Когда они вышли из приемной, Наливайко оживленно сказал:
— Ну, теперь не грех и пообедать. Замучили мы вас за этот день.
— Ничего, — снисходительно усмехнулся Матвей Кузьмич, вспомнив, как выглядел Наливайко в кабинете директора.
— Тут уж Захар Макарыч прав, — поддержал Трофимов товарища. — Все говорим о богатом крае, о гостеприимстве, а сами вас голодом морим. Бог весть что и подумаете о нас.
— Да еще в Москве расскажете, — подхватил Наливайко.
Матвей Кузьмич шел между ними и только успевал поворачиваться то к одному, то к другому.

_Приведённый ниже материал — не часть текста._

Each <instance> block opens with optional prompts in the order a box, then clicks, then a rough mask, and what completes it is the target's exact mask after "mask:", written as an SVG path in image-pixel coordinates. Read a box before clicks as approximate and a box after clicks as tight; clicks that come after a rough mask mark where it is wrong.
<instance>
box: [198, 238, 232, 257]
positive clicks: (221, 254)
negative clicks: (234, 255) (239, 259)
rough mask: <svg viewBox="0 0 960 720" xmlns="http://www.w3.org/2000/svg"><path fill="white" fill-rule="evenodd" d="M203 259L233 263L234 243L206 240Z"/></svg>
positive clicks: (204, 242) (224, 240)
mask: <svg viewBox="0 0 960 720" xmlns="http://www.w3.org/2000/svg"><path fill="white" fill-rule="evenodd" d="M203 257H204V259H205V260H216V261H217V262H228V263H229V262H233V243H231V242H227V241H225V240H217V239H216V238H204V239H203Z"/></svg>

Банкетный зал, куда привели Матвея Кузьмича, был большим, но уютным. Все радовало глаз, располагало к отдыху. Было тихо, лишь из магнитофона в углу лилась легкая музыка, которая успокаивала, расслабляла. На весь зал вытянулся общий длинный стол с двумя десятками резных деревянных стульев, ровно приставленных к белой, низко свисающей по обе стороны стола, накрахмаленной скатерти. Неслышно ступая по мягкой дорожке вслед за Наливайко, который деловито устремился куда-то в угол, Матвей Кузьмич оглядывался по сторонам. Большие настенные аквариумы, где, как на объемном экране, зеленел причудливый подводный мир с диковинными рыбами, красивые тонкие океанские раковины, причудливые кораллы на легких полках украшали стены. И эти головастые рыбы с удивленными глазами, и розовые, жемчужно-белые раковины, собранные в разных концах света, напомнили о далеких книжных островах, о какой-то необыкновенной жизни, которая, может быть, где-то есть…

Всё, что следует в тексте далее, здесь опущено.